R: Analysis: Analysis of pooled CRISPR screening data using a...
stat.mageck
R Documentation
Analysis: Analysis of pooled CRISPR screening data using a MAGeCK
Description
CaRpools also uses MAGeCK to look for enriched or depleted genes within your screening data. Please note that MAGeCK needs to be installed correctly, this can be tested by 'check.caRpools'.
Within this approach, the read counts of all sgRNAs in one dataset are first normalized by the function set in the MIACCS file. By default, normalization is done by read count division with the dataset median.
Then, the fold change of each population of sgRNAs for a gene is tested against the population of either the non-targeting controls or randomly picked sgRNAs, as defined by the random picks option within the MIACCS file, using a two-sided Mann-Whitney-U test. P-values are corrected for multiple testing using FDR.
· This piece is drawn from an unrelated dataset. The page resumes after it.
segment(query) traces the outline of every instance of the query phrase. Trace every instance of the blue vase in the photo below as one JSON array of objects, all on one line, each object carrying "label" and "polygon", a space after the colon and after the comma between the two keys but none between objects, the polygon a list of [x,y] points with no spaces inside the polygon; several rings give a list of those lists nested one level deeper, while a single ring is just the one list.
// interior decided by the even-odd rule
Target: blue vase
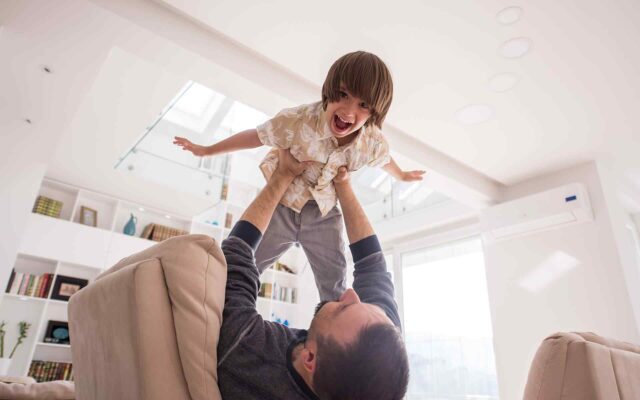
[{"label": "blue vase", "polygon": [[125,235],[133,236],[136,234],[136,222],[138,222],[138,218],[131,214],[131,218],[129,218],[129,221],[124,226],[123,232]]}]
A list of untreated sample data frames of read-count data as created by load.file().
*Default* none
*Values* A list of data frames of the untreated samples
treated.list
A list of treated sample data frames of read-count data as created by load.file().
*Default* none
*Values* A list of data frames of the treated samples
namecolumn
In which column are the sgRNA identifiers?
*Default* 1
*Values* column number (numeric)
fullmatchcolumn
In which column are the read counts?
*Default* 2
*Values* column number (numeric)
extractpattern
PERL regular expression that is used to retrieve the gene identifier from the overall sgRNA identifier.
e.g. in **AAK1_107_0** it will extract **AAK1**, since this is the gene identifier beloning to this sgRNA identifier. **Please see: Read-Count Data Files**
*Default* expression("^(.+?)(_.+)"), will work for most available libraries.
*Values* PERL regular expression with parenthesis indicating the gene identifier (expression)
sort.criteria
MAGeCK argument *–sort-criteria*
*Default* "neg"
*Values* see MAGeCK documentation
mageckfolder
Folder for MAGeCK raw data output (internally used).
*Default* NULL
*Value* (character)
filename
Filename of raw MAGeCK data output.
*Default* "data"
*Values* (character)
adjust.method
Method to adjust p-value for multiple testing. See MAGeCK documentation.
*Default* "fdr"
*Values* see MAGeCK documentation
fdr.pval
FDR used for correction.
*Default* 0.05
*Values* (numeric)
norm.fun
The mathematical function to normalize data. By default, the median is used.
*Default* median
*Values* Any mathematical function of R (function)
Details
none
Value
stat.mageck retrieves a list of two data frames.
One with gene information, the other with sgRNA information.